1992 Donruss Triple Play Roger McDowell: Goofy gets rewarded here. This is probably my favorite of the litany of goofy Roger McDowell cards in the early '90s. But even though I have a childlike reverence for anything Triple Play, I just can't see it in a list of the "100 Best."
1980 Topps Rick Sutcliffe: Lots of rookie cards will make the top 100. But not this one. Sutcliffe was a disappointment for the Dodgers after his rookie season. He went on to do good things for other teams, making this card a bittersweet "What Could Have Been" card. Not good enough for the 100.
1972 Topps Hoyt Wilhelm: High-numbered '72? Check. Wilhelm in a Dodger uniform? Check. Rows of empty spring training seats? Check. But there are even better Dodger cards in the 1972 set. So, I apologize, Hoytster.
1963 Topps Don Drysdale: I have an unhealthy attachment to this card. Obtained when I was a teenager in my own blockbuster card trade, it instantly became the Most Pristine Old Card In My Collection.
I refused to let anyone touch it and it was protected in a penny sleeve at all times. But apparently, I handled it a few times myself because it's not as super-sharp as it once was.
However, as you can see, I still don't like taking it out of the penny sleeve.
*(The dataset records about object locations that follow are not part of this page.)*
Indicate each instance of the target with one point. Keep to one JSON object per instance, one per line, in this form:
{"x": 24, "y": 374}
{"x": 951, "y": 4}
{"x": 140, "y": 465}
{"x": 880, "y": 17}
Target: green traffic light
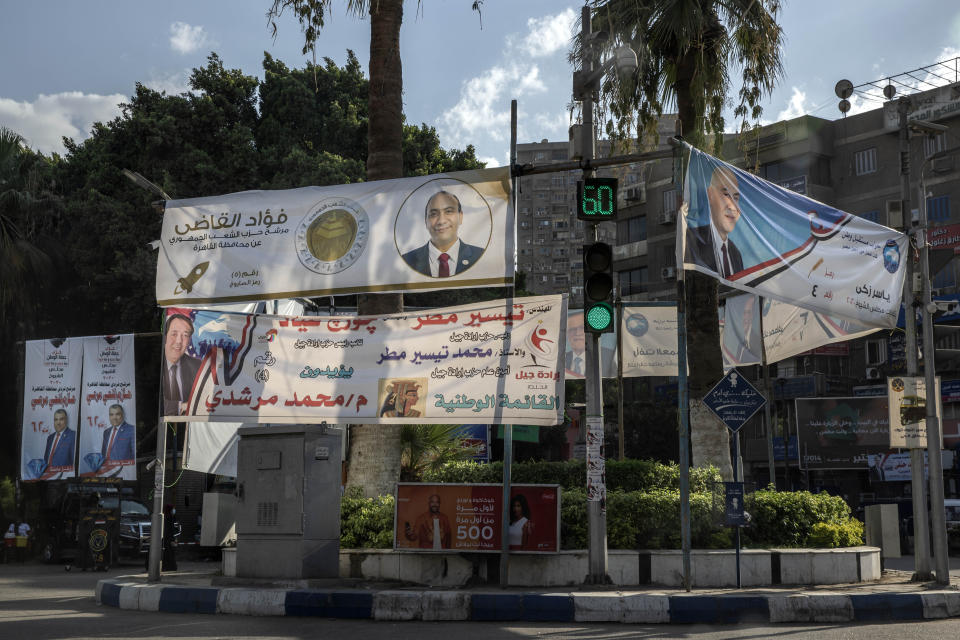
{"x": 599, "y": 317}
It's a great card with a story attached to it. But looking at it objectively, it doesn't stand out on its own, other than that anyone would love to have a card of Big D.
I guess you could consider these cards -- and the eight others I need to cut -- as "Bubbling Under" in Billboard Hot 100 parlance.
I'll be back with the countdown in the next few weeks.
Keep your feet on the ground and keep reaching for the .... um ... cards.